[PATCH, i386]: Allow memory operands for btr/bts and btc (PR target/46091)

Uros Bizjak ubizjak@gmail.com
Wed Aug 16 16:49:00 GMT 2017


Hello!

Attached patch allows memory operands for btr/bts and btc
instructions.  The previous comment was wrong, these instructions do
not enforce atomic operations with memory operand without "lock"
prefix. Instructions in its RMW form with immediate operand are not
slower than corresponding logic instructions.

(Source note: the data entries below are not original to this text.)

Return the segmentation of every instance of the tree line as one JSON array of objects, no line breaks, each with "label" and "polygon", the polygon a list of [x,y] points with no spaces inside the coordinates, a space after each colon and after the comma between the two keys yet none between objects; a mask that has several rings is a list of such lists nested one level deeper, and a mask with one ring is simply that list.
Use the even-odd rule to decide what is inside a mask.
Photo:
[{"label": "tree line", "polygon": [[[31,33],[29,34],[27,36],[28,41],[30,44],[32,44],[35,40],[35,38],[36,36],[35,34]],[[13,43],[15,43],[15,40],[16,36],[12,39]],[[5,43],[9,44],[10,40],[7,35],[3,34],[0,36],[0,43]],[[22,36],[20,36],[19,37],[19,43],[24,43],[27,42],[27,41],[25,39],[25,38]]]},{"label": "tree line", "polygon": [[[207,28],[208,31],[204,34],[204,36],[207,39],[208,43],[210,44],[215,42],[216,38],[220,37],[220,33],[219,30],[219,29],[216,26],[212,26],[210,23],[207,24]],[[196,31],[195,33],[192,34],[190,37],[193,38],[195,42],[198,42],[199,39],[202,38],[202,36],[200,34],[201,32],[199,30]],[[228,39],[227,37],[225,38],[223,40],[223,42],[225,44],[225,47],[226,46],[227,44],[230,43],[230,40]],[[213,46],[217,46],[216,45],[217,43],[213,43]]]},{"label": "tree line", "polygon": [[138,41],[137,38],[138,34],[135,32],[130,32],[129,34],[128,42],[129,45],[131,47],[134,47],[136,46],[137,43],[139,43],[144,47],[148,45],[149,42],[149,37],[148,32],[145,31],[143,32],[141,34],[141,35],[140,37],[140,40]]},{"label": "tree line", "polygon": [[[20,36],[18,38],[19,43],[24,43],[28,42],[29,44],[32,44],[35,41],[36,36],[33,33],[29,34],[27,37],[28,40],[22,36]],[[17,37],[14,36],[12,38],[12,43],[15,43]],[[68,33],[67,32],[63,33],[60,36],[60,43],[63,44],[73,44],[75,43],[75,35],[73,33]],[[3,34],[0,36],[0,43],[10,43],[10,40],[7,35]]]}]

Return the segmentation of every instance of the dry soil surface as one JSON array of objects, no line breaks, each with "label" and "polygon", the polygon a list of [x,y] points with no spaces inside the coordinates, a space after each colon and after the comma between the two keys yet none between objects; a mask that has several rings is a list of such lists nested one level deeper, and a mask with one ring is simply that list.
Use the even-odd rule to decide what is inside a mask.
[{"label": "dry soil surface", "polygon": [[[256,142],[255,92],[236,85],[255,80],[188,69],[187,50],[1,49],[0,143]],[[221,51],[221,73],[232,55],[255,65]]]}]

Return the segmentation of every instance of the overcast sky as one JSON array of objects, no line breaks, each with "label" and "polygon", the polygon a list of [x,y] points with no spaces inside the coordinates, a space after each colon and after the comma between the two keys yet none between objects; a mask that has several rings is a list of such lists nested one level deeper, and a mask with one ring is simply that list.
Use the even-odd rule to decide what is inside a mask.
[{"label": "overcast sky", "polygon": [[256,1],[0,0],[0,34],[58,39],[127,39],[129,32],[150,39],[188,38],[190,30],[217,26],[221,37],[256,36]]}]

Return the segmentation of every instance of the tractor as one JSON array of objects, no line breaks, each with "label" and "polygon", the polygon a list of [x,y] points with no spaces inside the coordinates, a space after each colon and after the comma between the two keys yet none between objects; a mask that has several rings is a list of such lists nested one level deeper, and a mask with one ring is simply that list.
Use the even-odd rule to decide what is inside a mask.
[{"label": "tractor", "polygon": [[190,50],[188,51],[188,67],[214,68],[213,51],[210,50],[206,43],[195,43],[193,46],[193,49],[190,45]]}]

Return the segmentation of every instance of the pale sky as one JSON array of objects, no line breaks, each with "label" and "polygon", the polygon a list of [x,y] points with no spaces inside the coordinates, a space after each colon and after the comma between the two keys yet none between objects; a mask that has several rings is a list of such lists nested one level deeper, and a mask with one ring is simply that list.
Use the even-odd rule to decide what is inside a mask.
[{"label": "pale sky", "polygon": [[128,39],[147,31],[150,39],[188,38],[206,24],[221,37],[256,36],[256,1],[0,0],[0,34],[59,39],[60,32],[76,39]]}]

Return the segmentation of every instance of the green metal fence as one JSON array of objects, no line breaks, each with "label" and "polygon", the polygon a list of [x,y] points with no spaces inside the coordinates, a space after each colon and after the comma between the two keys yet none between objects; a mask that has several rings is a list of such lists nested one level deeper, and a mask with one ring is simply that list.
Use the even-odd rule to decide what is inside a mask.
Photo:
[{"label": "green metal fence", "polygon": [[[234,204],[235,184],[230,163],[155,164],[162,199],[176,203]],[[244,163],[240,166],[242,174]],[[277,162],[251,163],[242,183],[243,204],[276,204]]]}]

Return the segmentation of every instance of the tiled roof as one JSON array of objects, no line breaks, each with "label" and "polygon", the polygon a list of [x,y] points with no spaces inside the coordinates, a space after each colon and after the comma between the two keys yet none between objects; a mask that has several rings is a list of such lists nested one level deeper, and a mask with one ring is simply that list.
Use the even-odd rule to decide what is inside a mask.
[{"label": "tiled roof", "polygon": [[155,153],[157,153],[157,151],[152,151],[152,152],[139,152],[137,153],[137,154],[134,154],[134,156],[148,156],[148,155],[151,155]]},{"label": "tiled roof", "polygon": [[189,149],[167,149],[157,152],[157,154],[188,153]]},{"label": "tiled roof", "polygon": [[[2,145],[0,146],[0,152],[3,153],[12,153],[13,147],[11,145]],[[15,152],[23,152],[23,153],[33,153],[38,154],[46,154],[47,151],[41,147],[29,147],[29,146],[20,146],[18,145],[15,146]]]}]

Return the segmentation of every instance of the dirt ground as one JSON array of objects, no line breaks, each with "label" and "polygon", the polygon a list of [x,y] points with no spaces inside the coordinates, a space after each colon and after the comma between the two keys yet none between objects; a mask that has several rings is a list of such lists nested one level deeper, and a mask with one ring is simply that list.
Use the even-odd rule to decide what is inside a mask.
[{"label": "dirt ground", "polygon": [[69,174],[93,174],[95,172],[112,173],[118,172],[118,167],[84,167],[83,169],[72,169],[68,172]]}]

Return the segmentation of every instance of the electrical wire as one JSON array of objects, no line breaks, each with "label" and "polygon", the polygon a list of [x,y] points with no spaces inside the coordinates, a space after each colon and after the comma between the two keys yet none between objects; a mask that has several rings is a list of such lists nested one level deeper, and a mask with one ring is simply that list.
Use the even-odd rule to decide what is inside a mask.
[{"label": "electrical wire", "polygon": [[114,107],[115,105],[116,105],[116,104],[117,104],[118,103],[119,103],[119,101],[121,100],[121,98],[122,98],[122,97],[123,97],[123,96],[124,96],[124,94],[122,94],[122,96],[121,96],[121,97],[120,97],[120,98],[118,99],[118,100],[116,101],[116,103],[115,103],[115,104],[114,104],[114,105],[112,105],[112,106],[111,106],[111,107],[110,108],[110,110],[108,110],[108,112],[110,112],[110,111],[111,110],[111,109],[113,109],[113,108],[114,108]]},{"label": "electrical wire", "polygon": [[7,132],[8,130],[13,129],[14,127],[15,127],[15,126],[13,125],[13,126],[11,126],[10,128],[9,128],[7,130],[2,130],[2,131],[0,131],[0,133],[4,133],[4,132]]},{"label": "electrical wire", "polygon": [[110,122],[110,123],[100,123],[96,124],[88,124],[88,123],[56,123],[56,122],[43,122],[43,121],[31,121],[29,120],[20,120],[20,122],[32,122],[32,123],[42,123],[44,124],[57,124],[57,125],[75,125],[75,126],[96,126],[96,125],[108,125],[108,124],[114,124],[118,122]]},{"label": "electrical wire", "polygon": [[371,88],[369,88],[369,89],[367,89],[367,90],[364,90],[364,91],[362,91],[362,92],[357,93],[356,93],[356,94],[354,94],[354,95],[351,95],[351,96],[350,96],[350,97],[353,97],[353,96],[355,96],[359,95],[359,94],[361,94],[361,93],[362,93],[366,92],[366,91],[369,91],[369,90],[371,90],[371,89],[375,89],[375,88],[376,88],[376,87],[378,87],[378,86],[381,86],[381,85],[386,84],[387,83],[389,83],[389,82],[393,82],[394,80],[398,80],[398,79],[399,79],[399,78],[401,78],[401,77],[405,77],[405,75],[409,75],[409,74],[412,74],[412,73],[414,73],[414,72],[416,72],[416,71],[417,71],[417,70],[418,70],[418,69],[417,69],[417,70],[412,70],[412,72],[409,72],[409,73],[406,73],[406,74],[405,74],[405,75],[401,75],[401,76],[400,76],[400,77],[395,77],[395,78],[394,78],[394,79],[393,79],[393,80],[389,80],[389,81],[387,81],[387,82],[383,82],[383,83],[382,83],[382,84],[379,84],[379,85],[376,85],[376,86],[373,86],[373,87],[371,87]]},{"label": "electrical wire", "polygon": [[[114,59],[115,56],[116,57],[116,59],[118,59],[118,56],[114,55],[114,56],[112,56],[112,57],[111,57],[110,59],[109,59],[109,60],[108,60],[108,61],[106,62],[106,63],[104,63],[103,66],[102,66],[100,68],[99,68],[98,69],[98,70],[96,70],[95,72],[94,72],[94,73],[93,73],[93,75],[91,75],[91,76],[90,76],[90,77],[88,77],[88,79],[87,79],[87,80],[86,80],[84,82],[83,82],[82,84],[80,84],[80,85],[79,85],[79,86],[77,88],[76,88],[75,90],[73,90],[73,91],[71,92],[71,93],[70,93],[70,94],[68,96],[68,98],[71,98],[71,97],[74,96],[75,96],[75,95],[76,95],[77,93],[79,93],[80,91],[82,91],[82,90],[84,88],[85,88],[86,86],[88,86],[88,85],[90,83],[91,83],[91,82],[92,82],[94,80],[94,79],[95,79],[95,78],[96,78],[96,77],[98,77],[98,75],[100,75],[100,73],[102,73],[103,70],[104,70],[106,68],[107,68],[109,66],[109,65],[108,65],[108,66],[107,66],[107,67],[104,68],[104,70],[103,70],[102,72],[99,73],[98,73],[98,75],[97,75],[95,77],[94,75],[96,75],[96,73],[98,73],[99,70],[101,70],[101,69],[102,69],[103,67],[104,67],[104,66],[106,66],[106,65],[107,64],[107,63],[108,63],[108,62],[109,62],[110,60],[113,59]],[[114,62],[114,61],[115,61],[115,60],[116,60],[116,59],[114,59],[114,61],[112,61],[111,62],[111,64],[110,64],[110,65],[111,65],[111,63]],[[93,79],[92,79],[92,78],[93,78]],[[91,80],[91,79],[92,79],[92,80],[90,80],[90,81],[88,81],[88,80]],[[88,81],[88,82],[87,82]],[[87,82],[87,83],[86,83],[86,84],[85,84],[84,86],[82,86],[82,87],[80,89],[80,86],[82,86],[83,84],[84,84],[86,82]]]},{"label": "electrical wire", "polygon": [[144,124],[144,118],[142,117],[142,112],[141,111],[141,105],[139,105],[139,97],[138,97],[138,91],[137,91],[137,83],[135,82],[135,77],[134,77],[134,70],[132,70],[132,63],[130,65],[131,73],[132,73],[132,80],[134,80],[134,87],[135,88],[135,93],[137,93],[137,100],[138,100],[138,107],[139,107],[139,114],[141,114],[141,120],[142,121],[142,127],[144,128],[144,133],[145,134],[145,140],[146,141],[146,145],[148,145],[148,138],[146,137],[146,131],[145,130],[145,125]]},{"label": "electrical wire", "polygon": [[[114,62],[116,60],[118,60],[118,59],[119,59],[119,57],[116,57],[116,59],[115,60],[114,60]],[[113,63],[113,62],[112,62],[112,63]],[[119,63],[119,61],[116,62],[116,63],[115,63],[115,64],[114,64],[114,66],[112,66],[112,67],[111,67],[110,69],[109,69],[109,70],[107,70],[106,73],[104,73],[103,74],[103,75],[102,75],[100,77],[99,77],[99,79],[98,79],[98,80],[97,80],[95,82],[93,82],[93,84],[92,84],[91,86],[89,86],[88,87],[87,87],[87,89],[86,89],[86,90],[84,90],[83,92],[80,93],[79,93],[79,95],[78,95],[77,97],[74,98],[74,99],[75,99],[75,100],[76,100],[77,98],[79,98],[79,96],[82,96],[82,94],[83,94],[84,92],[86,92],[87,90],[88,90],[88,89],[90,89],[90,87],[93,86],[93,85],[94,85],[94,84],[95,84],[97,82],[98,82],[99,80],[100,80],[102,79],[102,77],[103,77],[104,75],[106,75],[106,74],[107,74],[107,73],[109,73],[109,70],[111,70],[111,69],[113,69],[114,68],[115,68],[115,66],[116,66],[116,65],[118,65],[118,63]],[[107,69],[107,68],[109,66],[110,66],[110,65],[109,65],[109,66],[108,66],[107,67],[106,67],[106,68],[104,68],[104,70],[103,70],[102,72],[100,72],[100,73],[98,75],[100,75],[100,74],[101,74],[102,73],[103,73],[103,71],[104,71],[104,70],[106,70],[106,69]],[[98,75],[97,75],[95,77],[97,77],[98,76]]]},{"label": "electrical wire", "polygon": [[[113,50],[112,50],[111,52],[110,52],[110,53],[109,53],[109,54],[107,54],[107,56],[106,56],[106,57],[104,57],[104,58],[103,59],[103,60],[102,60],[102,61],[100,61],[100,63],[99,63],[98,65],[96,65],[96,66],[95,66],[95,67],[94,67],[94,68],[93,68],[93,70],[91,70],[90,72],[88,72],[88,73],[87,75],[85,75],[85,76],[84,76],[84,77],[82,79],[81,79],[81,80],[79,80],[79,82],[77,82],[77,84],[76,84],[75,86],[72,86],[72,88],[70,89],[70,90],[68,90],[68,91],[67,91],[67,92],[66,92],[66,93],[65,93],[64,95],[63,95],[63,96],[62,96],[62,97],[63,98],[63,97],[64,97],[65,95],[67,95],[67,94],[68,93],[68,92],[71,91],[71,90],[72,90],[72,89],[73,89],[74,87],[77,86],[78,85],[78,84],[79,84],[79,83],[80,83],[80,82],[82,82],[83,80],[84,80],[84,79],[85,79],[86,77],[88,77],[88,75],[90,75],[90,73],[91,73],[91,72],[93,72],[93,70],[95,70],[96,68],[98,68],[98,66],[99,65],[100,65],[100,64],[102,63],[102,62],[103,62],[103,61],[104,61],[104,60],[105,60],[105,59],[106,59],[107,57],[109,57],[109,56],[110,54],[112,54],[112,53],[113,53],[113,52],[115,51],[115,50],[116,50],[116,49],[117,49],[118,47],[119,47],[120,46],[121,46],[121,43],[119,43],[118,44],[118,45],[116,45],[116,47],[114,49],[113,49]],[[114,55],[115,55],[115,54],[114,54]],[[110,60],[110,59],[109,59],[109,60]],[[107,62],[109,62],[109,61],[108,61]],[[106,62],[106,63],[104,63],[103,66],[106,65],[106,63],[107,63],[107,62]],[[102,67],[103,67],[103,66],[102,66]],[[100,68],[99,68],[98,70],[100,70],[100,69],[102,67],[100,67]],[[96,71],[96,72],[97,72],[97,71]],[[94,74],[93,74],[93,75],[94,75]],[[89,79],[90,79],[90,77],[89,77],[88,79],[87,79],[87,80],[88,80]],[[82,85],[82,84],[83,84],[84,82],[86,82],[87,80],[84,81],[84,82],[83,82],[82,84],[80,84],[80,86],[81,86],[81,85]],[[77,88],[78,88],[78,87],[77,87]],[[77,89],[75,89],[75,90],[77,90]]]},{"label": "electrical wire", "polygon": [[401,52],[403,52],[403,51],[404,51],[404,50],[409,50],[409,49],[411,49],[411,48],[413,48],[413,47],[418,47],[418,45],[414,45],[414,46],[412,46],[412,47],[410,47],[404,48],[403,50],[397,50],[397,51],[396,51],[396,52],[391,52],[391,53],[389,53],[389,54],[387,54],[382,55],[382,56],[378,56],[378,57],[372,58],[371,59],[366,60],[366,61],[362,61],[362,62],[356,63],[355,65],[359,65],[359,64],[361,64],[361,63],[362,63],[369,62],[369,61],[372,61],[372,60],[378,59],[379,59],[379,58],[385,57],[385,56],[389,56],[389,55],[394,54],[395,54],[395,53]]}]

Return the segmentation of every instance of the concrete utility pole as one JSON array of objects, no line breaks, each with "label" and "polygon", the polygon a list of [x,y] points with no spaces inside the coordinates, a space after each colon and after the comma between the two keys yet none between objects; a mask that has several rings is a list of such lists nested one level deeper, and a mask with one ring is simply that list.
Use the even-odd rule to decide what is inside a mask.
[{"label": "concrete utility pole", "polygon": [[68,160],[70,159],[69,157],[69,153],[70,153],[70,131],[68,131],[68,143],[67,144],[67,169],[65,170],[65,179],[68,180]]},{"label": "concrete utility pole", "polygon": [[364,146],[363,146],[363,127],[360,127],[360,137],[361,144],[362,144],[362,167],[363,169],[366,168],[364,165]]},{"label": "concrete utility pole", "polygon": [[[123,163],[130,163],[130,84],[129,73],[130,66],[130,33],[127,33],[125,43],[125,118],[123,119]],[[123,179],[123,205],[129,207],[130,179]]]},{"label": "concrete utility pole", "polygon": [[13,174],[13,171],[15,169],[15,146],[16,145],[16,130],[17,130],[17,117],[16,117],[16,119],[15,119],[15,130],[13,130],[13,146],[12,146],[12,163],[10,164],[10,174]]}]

(When variable count operand is used with RMW form, these instructions
are considerably slower, since they can address full 32bit address
range from their base operand.)

2017-08-16  Uros Bizjak  <ubizjak@gmail.com>

    PR target/46091
    * config/i386/i386.md (*anddi_1_btr): Change predicates of
    operand 0 and operand 1 to nomimmediate_operand. Add "m" constraint.
    Add ix86_binary_operator_ok to insn constraint.
    (*iordi_1_bts): Ditto.
    (*xordi_1_btc): Ditto.
    (*btsq): Change predicate of operand 0 to nonimmediate_operand.
    Update corresponding peephole2 pattern.
    (*btrq): Ditto.
    (*btcq): Ditto.

testsuite/ChangeLog:

2017-08-16  Uros Bizjak  <ubizjak@gmail.com>

    PR target/46091
    * gcc.target/i386/pr46091-1.c: Update scan-assembler-times.
    (testm): New test function.
    * gcc.target/i386/pr46091-2.c: Ditto.
    * gcc.target/i386/pr46091-3.c: Ditto.

Patch was bootstrapped and regression tested on x86_64-linux-gnu.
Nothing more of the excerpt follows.